- Kategori
- Siyaset
Siyasetin iki yüzlü dişlisi

Siyaset rakip istemiyor.
Bir parti genel başkan yardımcısının kahvede iki vatandaşın sohbeti gibi konuşamayacağını öğrenmesi ve bilmesi gerektiğinin eleştirilerinin ötesinde gösterilen sert tepkiler Türk siyasetinin rakip istemediğinin göstergesi.
Süheyl Batum olayı, diğer yandan Türk siyasetine girmenin aniden olamayacağı, belli bir çıraklık, kalfalık sonra da ustalık devresinin geçmesi dersini veriyor.
Kurum ve bireyleri eleştirmenin ölçüsünün ayarını bilmiyorsanız milletvekili olmanız ve dokunulmazlık zırhına bürünmeniz halinde, yasalar, sizi adli soruşturma ve kovuşturmalardan koruyabiliyor.

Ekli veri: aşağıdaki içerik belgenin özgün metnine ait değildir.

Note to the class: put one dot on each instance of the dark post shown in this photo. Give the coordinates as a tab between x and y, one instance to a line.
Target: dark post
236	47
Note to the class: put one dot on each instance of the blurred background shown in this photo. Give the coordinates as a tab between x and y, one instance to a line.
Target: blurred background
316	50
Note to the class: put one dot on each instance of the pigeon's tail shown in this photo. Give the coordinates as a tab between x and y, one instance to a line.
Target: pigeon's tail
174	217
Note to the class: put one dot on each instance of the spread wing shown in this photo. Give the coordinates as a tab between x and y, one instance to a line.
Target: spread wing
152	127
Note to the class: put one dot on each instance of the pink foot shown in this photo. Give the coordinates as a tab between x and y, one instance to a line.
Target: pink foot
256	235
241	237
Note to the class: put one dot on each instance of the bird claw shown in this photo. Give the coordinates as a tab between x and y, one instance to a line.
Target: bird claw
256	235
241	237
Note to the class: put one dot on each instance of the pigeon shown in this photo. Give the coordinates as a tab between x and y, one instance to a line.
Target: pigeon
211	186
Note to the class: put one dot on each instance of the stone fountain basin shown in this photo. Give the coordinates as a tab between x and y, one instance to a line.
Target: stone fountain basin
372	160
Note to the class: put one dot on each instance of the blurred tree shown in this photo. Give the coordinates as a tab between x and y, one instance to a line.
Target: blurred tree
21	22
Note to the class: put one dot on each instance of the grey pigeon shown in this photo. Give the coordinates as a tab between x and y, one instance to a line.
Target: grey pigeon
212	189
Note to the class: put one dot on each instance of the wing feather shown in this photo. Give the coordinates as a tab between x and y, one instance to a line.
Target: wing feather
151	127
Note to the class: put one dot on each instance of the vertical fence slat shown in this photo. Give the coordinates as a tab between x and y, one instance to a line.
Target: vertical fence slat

Demokrasilerde konuşma ve düşünceleri açıklama özgürlüğü bize benzer ülkelerde hem konuşan hem de dinleyen yönünden her zaman topal aksak gidiyor.
Özgürlük, güç ve kuvvetten yana. Gücünüz ve kuvvetiniz yerinde ve etkili değilse karton kutu gibi buruşturulup atılabilirsiniz.
İfade edeceğiniz düşüncelerinizi yerine ve zamanına göre konuşma beceriniz yoksa, kimi zaman yatma saklanma, kimi zaman dönme veya çark etme, kimi zaman da inkar etme ya da işi pişkinliğe vurup savuşturma yöntemlerini kullanabilirsiniz.
Eğer bu yöntemleri kullanmayı kavramışsanız başta argo olmak üzere küfürler de savurabilirsiniz. Bu yöntemleri bilmiyorsanız Türkiye’de siyaset yapmak veya politikacılığa soyunmak zor.
Merhum Erdal İnönü niçin istifa etmişti? Türk siyaset seviyesine ayak uyduramadığı için.
Siyasetin iki yüzlü dişlisi çarkına uymayanları siyaset fırlatıp atıyor.